A inovação surge, muitas vezes, com a apresentação de ideias e de ferramentas de um domínio diferente. Talvez a TB se identifique mais com o cancro do que com outras doenças infeciosas. Daryl Drummond – vice-presidente da Merrimack Pharmaceuticals e um dos inovadores responsáveis pelo único tratamento de segunda linha para o cancro do pâncreas aprovado pela Administração Federal de Medicamentos, nos EUA, disse-me que as lesões pulmonares derivadas de uma infeção tuberculosa “partilham uma similaridade acentuada com os tumores sólidos”. De facto, segundo a sua explicação, “o granuloma da TB tem muitas das características patológicas do cancro: hipoxia, um núcleo necrótico, colagénio fibroso no anel externo, o desenvolvimento de uma rede capilar circundante e a presença de células fagocíticas”.

Se Drummond estiver certo, as pessoas envolvidas na luta contra a TB poderiam procurar noutros ramos da medicina, formas de encurtar a duração do tratamento, reduzir a frequência de dosagem, reduzir os efeitos colaterais, reduzir os custos e melhorar a conformidade, tudo em simultâneo. Drummond acrescenta: “Estamos a encontrar formas de alcançar estas coisas na oncologia”.

Infelizmente, a inovação comercial é lenta na resposta à TB. Tal como o presidente do Banco Mundial e cofundador da PIH, Jim Yong Kim, refere: “Se olharmos para os três maiores assassinos – VIH, tuberculose e malária – a única doença para a qual temos medicamentos eficazes é o VIH. A razão é simples: há mercado nos Estados Unidos e na Europa”.

A TB, pelo contrário, é associada frequentemente a uma doença do “terceiro mundo” ou a doença de gente pobre. Algumas das empresas farmacêuticas mais rentáveis e poderosas do mundo, nomeadamente a AstraZeneca e a Pfizer, deixaram esse “mercado” para trás.

Tony Fauci, diretor do Instituto Nacional de Alergias e Doenças Infeciosas, nos EUA, que, desde 1984, tem ajudado com êxito a conduzir esforços globais contra o VIH e o Zika, tem uma perspetiva diferente. “Coletivamente”, recorda, “deveríamos prestar mais atenção ao que está a acontecer à nossa volta, a nível mundial, entre as pessoas que não têm as vantagens que nós temos”. Os norte-americanos e os europeus têm de largar a “caixa registadora escorregadia do comércio” e encararem o fim da TB como sendo um desafio para a nossa humanidade coletiva.

Tem sido, certamente, um desafio para muitos dos maiores artistas e ativistas da História. Henry David Thoreau, Eleanor Roosevelt, George Orwell, Franz Kafka, Louis Braille, Wallace Thurman e Simón Bolívar lutaram com ou contra a alienação, o isolamento e a injustiça. Todos morreram de tuberculose.

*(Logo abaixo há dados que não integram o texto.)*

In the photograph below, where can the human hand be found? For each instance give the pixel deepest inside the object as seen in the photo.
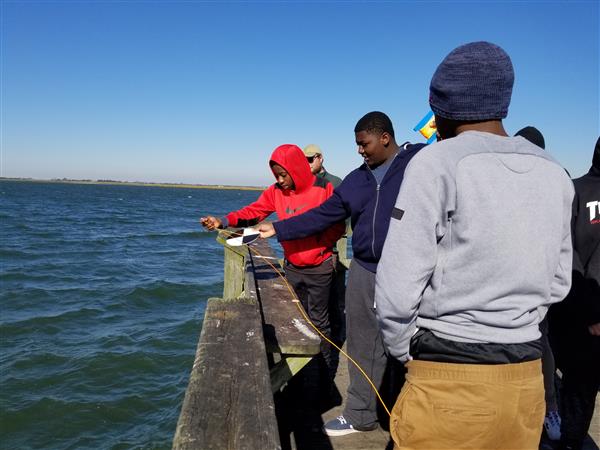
(210, 223)
(266, 230)
(594, 329)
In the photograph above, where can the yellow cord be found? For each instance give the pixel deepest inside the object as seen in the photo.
(303, 312)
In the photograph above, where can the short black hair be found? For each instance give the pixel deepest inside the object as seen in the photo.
(533, 135)
(375, 121)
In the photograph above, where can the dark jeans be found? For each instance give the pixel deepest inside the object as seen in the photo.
(548, 368)
(312, 285)
(577, 353)
(365, 345)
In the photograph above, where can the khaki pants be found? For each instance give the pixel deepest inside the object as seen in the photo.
(469, 406)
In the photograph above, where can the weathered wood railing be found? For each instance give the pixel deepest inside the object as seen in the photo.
(253, 341)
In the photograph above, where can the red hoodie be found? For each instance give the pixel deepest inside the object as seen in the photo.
(309, 192)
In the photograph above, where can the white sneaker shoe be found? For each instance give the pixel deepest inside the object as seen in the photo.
(552, 425)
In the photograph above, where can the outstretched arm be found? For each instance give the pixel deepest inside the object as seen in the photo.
(318, 219)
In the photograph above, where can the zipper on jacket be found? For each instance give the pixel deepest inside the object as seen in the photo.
(374, 218)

Nelson Mandela foi diagnosticado com TB durante os 27 anos em que esteve preso numa cela húmida. Foram drenados do seu peito dois litros de líquido e recuperou num hospital que nunca tinha tratado um paciente negro.

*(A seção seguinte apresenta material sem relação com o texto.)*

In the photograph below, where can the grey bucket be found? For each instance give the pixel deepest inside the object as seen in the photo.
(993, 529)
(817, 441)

Se tais ilustres indivíduos contraíssem TB, hoje, quão rápidos seriam os nossos governos e corporações a encontrar uma cura? Quantas, das 400 mil crianças que morrem de TB todos os anos, poderiam crescer, lutar por justiça social através da arte, do ativismo e do comércio e inspirar-nos a fazer o mesmo?

Michael Fairbanks
Michael Fairbanks, é Colaborador do Centro Weatherhead para Assuntos Internacionais da Universidade de Harvard, e é Presidente do Conselho de Silver Creek Medicines.